According to Barnette, the goal is to improve overall customer engagement by personalizing brand experiences. It’s easier said than done. A recent report released by London Research and BlueVenn found that, globally, only 29% of client-facing companies felt they’d established a seamless experience across their digital properties. A separate poll by Omdia highlighted issues with data visibility; 55% of respondents said that silos prevent a holistic view of their customer experience data.
“While the primary users of MessageGears are marketing teams, marketing operations and data teams are usually heavy champions throughout the procurement process,” Barnette said. “Technical teams can help marketing deliver world-class campaigns without sacrificing data security. They don’t have to worry about syncing or lag time and can empower marketers with the flexibility to build audiences and campaigns using live data.”
Companies might be wary of having customer data passed through a third-party service like MessageGears, particularly in light of the global rise in data breaches. Barnette insisted that brands don’t have to copy any sensitive data to a separate silo, though, claiming that MessageGears only decrypts customer records for the purpose of fulfilling campaigns and to “suppress sensitive data” from the platform’s visual dashboards.

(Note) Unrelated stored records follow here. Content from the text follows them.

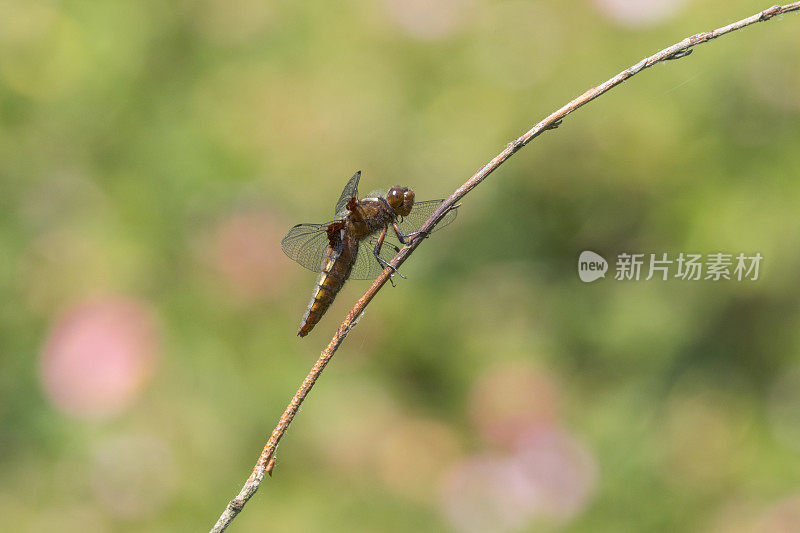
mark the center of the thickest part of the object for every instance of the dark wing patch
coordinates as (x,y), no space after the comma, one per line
(306,244)
(367,267)
(420,213)
(350,191)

“All campaign filtering and segmentation executes within the customer’s data environment. Only data required to personalize a message is passed to our cloud environment,” Barnette added. “All personally identifiable information (PII) is encrypted both during transmission and at rest. Additionally, all PII and campaign data is redacted immediately following delivery.”
MessageGears competes with customer engagement software vendors including Batch, which last year raised $23 million to expand its services for customer segmentation and messaging. It has another rival in MoEngage, which landed a $30 million investment this past December for its multi-channel analytics and campaign-organizing tools. That’s not to mention Iterable, Cordial, Oracle Responsys, Adobe Campaign, Emarsys and Zeta Global.
It’s safe to say MessageGears has a foothold in the market, though, with an over-50-company customer base that includes Expedia, T-Mobile, Rakuten and Chick-fil-A. Barnette didn’t answer a question about MessageGears’ revenue and burn rate, and said that the startup doesn’t have plans to grow its 102-person workforce by the end of the year. But he asserted that the startup is positioned for growth.
“With the economic headwinds, tech companies especially are reducing their headcount and battening down the hatches, which will idle innovation,” Barnette said. “The pandemic accelerated growth for MessageGears as retailers and other consumer brands sped up and prioritized digital transformations and looked to become more efficient while standing out to their customers with relevant, personalized offers … MessageGears benefits enterprise brands in three ways: cost savings, efficiency gains, and [d]eeper personalization.”
Argentum Group and Atlanta Ventures also participated in MessageGears’ latest growth round, which brought the startup’s total raised to just over $80 million. As a part of the fundraising, Long Ridge’s Angad Singh joined MessageGears’ board of directors.